First, anytime a business has an internal financing division, there is an element of credit risk. Given CAF only finances prime purchasers and securitizes the debt, I just don’t see a massive risk lurking in the shadows. It’s certainly something to consider monitoring, though.
Second, current and new competitors could take share from CarMax. There has been a lot of noise from Carvana and other online focused car retailers in recent years, but I don’t worry too much about them. First, Carvana doesn’t turn a profit, and nearly collapsed in recent months. Second, CarMax has a solid online platform for those that wish to complete the entire purchasing process online (see right). Finally, I don’t foresee a situation where physical locations of dealerships become irrelevant, or even greatly diminished. To the vast majority of the population, physically seeing, picking out, and driving your car is too important to render dealerships useless.
Lastly, obviously the auto industry is cyclical and sensitive to economic conditions. At 12x last years’ earnings the current valuation prices most of this in, in my opinion. Certainly in March when the company traded at around 7x earnings they were priced for disaster for those that were willing to step in and buy.
Conclusion
The businesses that are around for the long term are the ones that make things easier for their customers. CarMax has developed a model for buying and selling used cars that is different than its competitors and makes the car buying experience better and easier. They’ve spent decades building a moat in a tough industry and I don’t see that moat eroding any time soon. Couple that with the fact that the industry is highly fragmented and CarMax should continue growing at a solid normalized rate for years.

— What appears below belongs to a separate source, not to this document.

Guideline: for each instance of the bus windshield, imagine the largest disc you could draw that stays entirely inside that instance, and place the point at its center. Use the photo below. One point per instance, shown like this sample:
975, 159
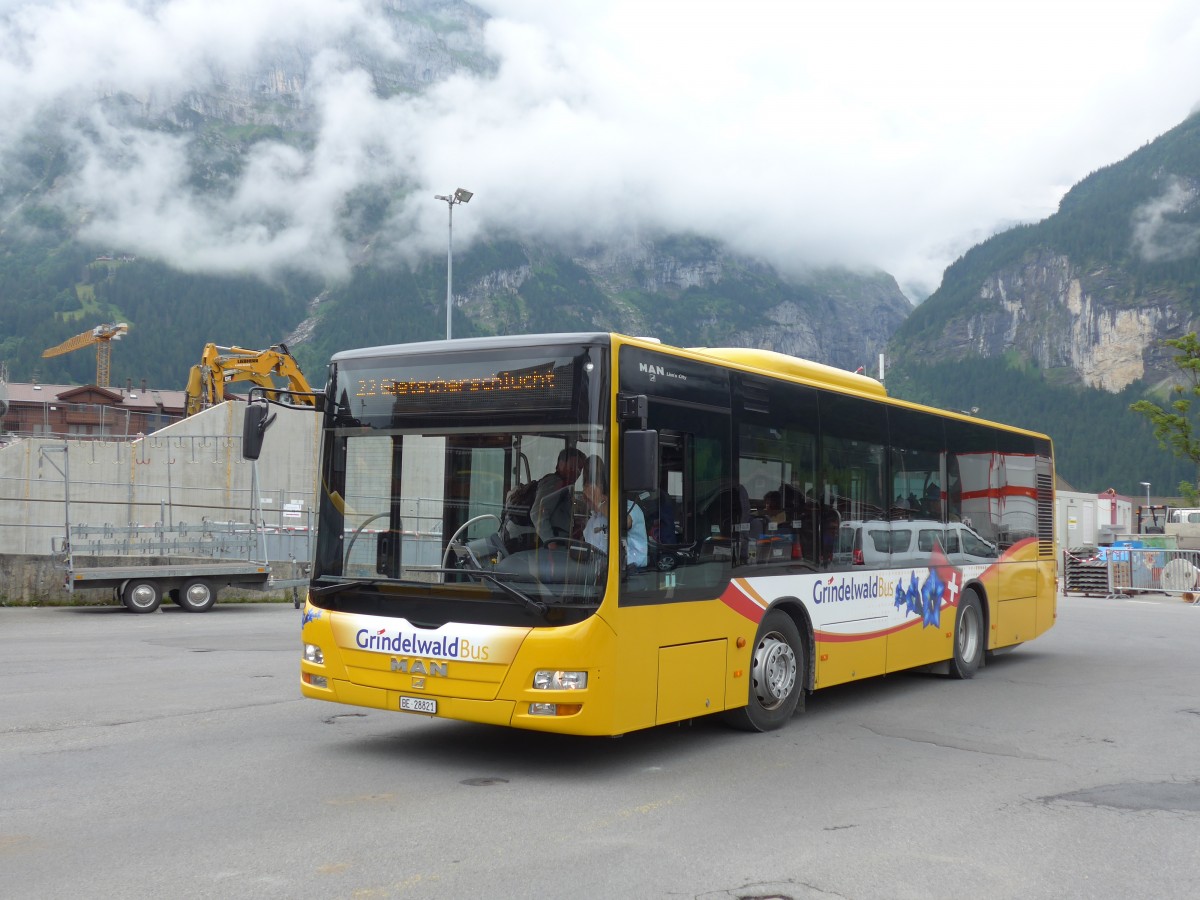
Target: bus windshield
450, 485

I wouldn’t fault anyone for buying CarMax at current prices of around $60 per share. That said, because I classify CarMax as a good business in a tough industry I am looking for a bit larger margin of safety and higher prospective returns than when buying a great business in a great industry. If CarMax comes anywhere near retesting its recent lows and trades down to 9x earnings or lower (high-$40s per share) there’s a good chance I would buy some and be thrilled about doing so. Returns from those levels could easily exceed 25% annually for 5 years or more.